Devletin sert ve karanlık yüzünü bu ülkede Kürtlerden daha iyi bilene zor rastlanır.
Ama mevzu barış olduğunda da Kürt siyaseti bu mevzuya duyarsız kalamaz, bu konuyu elinin tersiyle itemez, çünkü on yıllardır barış bekleyen, bu uğurda hâlâ hırpalanan bir tabanları var!
Tabanı da bir tarafa bırakalım, Kürt siyasetinin devletle tecrübesi, Türkiye siyasetiyle tecrübesi ve bu tecrübelerin her birinde ödenen bedeller, ağırlığıyla ortada.
O yüzden “Sizi kullanacaklar” demek de “Kürtler AKP ile anlaştı” demek de hem bu insanların tüm yaşadıklarını hiçe saymak hem de onlara yaşatılanlara saygısızlık etmektir bana göre.

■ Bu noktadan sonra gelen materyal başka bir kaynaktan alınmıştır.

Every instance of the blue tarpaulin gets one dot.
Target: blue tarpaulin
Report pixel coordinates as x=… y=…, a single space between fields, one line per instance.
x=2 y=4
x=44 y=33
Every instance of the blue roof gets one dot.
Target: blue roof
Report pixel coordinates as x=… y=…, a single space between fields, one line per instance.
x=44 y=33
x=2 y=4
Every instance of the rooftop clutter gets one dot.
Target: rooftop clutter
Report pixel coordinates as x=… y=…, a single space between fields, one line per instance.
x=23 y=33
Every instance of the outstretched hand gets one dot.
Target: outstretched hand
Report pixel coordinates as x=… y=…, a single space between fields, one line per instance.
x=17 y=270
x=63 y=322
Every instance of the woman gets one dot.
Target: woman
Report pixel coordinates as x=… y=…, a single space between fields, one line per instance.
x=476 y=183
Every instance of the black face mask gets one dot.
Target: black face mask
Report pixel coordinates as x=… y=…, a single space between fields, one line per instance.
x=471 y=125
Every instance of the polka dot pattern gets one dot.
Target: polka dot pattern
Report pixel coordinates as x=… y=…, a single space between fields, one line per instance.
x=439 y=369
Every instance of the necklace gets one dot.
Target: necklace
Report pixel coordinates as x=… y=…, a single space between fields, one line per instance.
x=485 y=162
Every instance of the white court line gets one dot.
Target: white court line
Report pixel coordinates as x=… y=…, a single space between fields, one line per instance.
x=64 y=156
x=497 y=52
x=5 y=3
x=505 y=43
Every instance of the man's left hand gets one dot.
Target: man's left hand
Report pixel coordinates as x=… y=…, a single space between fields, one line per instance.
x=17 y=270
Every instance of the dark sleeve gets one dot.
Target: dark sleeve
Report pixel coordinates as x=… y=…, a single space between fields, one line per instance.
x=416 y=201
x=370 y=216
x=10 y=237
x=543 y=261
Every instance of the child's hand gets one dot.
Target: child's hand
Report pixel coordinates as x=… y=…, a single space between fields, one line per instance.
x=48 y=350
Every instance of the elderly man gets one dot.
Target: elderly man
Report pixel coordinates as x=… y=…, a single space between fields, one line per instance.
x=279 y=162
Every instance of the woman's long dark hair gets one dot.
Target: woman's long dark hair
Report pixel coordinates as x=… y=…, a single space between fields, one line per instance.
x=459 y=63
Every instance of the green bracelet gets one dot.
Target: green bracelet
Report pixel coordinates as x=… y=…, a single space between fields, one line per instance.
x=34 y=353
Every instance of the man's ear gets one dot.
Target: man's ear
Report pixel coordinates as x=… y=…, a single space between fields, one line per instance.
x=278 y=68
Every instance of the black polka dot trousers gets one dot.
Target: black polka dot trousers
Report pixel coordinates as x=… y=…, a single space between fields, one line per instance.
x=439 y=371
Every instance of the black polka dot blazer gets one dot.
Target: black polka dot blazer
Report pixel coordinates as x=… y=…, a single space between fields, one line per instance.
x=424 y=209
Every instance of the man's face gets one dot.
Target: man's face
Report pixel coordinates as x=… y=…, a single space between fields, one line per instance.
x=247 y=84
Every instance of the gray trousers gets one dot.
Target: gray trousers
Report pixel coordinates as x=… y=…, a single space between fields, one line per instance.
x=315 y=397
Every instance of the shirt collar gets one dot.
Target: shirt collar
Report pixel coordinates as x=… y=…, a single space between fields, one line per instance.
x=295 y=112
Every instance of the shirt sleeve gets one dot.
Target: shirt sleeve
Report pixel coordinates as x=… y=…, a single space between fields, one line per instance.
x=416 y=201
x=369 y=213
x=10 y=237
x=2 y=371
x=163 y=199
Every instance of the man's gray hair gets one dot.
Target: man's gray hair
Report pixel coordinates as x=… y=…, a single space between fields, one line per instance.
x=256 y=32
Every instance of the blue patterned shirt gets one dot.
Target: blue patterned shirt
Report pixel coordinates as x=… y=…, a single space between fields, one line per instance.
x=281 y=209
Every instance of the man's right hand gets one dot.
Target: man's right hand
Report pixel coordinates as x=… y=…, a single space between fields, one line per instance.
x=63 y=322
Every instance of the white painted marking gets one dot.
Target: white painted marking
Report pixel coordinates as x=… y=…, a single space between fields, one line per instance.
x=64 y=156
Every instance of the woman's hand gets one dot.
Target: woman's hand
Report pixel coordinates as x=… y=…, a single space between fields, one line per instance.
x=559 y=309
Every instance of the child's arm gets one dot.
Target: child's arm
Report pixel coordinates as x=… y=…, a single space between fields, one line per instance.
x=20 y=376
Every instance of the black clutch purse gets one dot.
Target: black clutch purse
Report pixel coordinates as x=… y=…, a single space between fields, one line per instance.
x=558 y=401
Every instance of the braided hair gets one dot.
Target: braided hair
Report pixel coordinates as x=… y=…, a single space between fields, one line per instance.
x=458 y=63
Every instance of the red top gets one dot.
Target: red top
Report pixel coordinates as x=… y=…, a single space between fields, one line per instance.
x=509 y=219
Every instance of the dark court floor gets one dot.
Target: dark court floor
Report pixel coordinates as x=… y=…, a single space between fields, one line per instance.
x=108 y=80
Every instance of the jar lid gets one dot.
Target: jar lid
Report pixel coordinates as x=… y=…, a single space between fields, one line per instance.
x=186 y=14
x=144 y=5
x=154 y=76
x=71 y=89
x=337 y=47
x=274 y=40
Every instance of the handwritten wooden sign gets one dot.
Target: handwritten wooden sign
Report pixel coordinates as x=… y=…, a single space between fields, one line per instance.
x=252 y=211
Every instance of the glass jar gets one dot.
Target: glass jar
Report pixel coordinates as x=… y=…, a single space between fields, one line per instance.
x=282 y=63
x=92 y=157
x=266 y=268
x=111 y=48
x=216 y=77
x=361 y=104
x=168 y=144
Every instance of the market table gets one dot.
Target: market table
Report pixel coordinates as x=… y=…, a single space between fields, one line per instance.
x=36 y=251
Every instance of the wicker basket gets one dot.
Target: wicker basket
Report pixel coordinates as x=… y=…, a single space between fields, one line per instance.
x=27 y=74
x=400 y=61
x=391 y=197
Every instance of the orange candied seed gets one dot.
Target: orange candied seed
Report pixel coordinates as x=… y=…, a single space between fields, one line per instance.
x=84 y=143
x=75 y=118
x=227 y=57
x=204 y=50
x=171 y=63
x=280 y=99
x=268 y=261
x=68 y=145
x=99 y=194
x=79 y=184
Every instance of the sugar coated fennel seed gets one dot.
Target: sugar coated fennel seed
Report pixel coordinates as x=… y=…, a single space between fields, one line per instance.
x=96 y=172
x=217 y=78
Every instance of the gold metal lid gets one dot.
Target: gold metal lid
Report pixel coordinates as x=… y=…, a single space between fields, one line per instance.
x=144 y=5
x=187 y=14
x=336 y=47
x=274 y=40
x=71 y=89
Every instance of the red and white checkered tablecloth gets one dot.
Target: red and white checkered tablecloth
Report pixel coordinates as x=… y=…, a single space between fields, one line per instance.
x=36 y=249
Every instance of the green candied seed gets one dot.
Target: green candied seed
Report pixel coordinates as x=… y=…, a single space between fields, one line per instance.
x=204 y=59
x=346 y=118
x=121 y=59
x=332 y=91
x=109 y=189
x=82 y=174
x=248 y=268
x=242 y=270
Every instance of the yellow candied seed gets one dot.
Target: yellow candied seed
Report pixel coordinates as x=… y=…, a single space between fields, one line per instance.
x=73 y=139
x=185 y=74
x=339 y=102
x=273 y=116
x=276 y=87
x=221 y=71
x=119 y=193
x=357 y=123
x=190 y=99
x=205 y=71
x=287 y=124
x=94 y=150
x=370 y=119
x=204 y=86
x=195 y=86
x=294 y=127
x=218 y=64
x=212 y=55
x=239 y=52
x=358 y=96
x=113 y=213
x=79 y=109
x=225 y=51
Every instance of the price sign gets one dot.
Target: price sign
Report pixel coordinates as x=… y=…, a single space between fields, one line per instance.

Diğer yandan “Sizi anayasa için kullanacaklar” diyenlerin de Kürt meselesi ve çözümüne dair söyledikleri elle tutulur tek bir cümle, önerme, fikir, yol haritası yok ortada.
Sadece Kürtlere durmadan “Bizi satacaklar” iması yapılmakta!
İnanın ben Güneydoğu turunda Özgür Özel neler diyecek misal, merakla bekliyorum. Çünkü ‘yeni CHP’ Kürt meselesinde nerede duruyor, ne düşünüyor bilmiyorum; ‘bunlarla olmaz’ dedikleri noktada kimlerle ve nasıl olacağına dair ortaya koydukları tek bir perspektiflerine de rastlamış değilim. Burada CHP’ye de ana muhalefet partisi olması sebebiyle ve geleceğin iktidarı olma iddiasının da altını dolduracak şekilde cesur bir söylem ve eylem planı hazırlamak düşer!